These proposals are set to be met through a combination of infrastructure improvements, improved governance and a refined strategy, with a review planned for 2027.

 

As well as this, the plan will explore the possibility of eradicating the storm overflow system as part of the report although it ultimately concluded that this could require as much as £600bn of additional investment, and frames the infrastructure improvements as a compromise.

 

The plan was challenged by the Marine Conservation Society as unlawful, which was rejected by the High Court, who argued that the case the MCS and WildFish had made that the plan endorsed the use of storm overflows unlawfully was a “misreading”.

 

The High Court ruling also claimed the plan went further than existing legislation would require, particularly through its numerical limit on the number of discharges that an overflow is allowed to make.

 

The direct impact is that the average annual water bill will increase to pay for infrastructure upgrades, starting with a £13 average increase between 2025 and 2030 and culminating in a real terms increase of £45.

 

Increases to water bills are not desirable when cost of living pressures are already at the forefront of people’s minds, but these improvements and much stricter enforcement of ecological regulations have become something of a necessity thanks to the actions of the last few years.

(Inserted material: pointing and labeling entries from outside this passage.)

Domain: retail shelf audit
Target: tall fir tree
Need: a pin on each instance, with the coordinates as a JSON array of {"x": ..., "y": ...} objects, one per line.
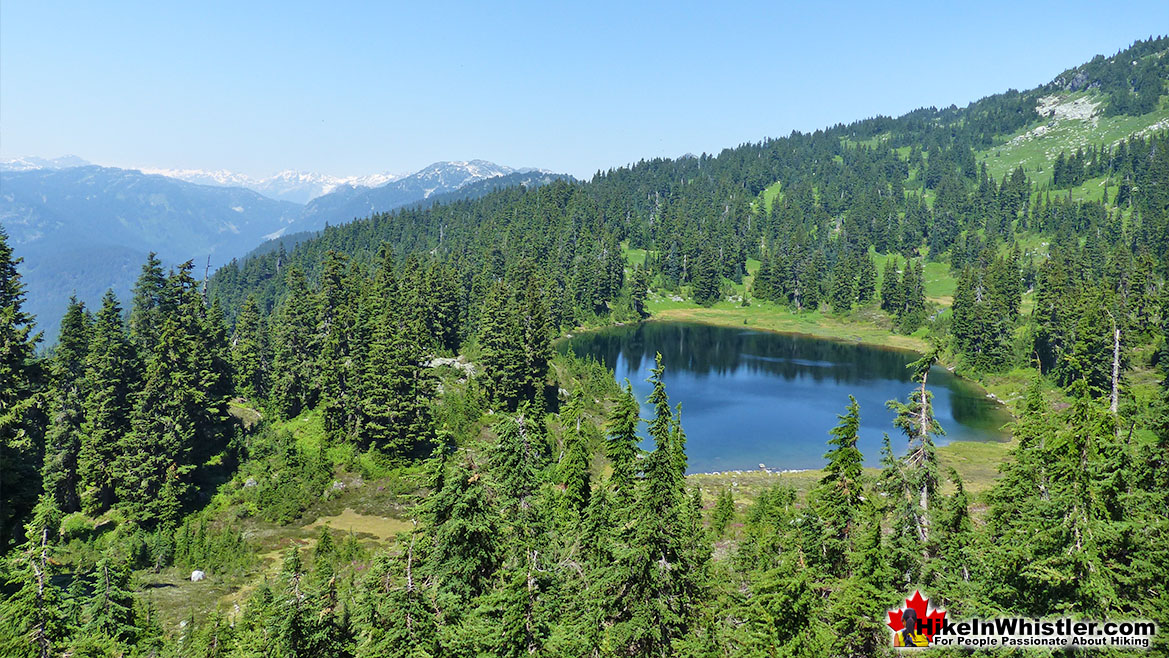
[
  {"x": 111, "y": 378},
  {"x": 20, "y": 381},
  {"x": 62, "y": 442}
]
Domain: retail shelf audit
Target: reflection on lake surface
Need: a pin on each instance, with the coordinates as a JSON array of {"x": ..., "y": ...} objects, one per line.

Why Are Storm Overflow Discharges So Controversial?

 

The storm overflow discharge system is a historic system of water management that dates as far back as the first water infrastructure in the United Kingdom.

 

Effectively they are the sewage equivalent of pressure valves in the combined sewer system we have, ensuring that the sewers do not get overloaded and thus back up into streets, bathrooms and places of business.

 

This is not only deeply unpleasant but a potential biohazard, which almost invariably leads to a halt or slowdown in business if it happens in an office.

 

The storm overflows redirect excess sewage water, diluted by rainwater, into bodies of water such as the sea, rivers or lakes.

 

When used appropriately and functioning properly, the storm overflow discharge system is seen as a necessary evil; whilst discharging raw sewage into natural bodies of water has a range of environmental and public health implications, it is seen as less harmful than sewage flooding in the streets.

 

With that in mind, they were only ever designed to be used occasionally as an option of last resort, with the heavy rainfall diluting the potential effects.

 

There are specific overflow levels stipulated on Environment Agency permits that highlight when it can be used, but there have been an alarming number of cases where wastewater appears to have been discharged earlier than allowed.

 

In 2021, nine out of ten of the 15,000 overflows in England discharged at least once, with a BBC investigation suggesting that in 2022 there were 388 instances in three regions alone where the overflows were discharged on a day when it was not raining.

 

In fact, according to the BBC, some of these “dry spills” took place on drought days when there was a distinct lack of water, something Environment Secretary Therese Coffey conceded was “extraordinary”

 

This is where the most harm is caused, as high concentrations of undiluted raw sewage enter waterways and create devastating levels of pollution.

 

This can have devastating ramifications on natural habitats, as well as the plants and animals that rely on this water.

 

This is illegal even under the current rules and is subject to a wide-reaching Environment Agency investigation, although the government’s proposals are not expected to have an effect on this investigation.

 

An investigation by Ofwat found that water companies were required to pay back £114m to customers in the form of lower bills, but the intention of these new plans is to turn round what has become a blemish for the water companies.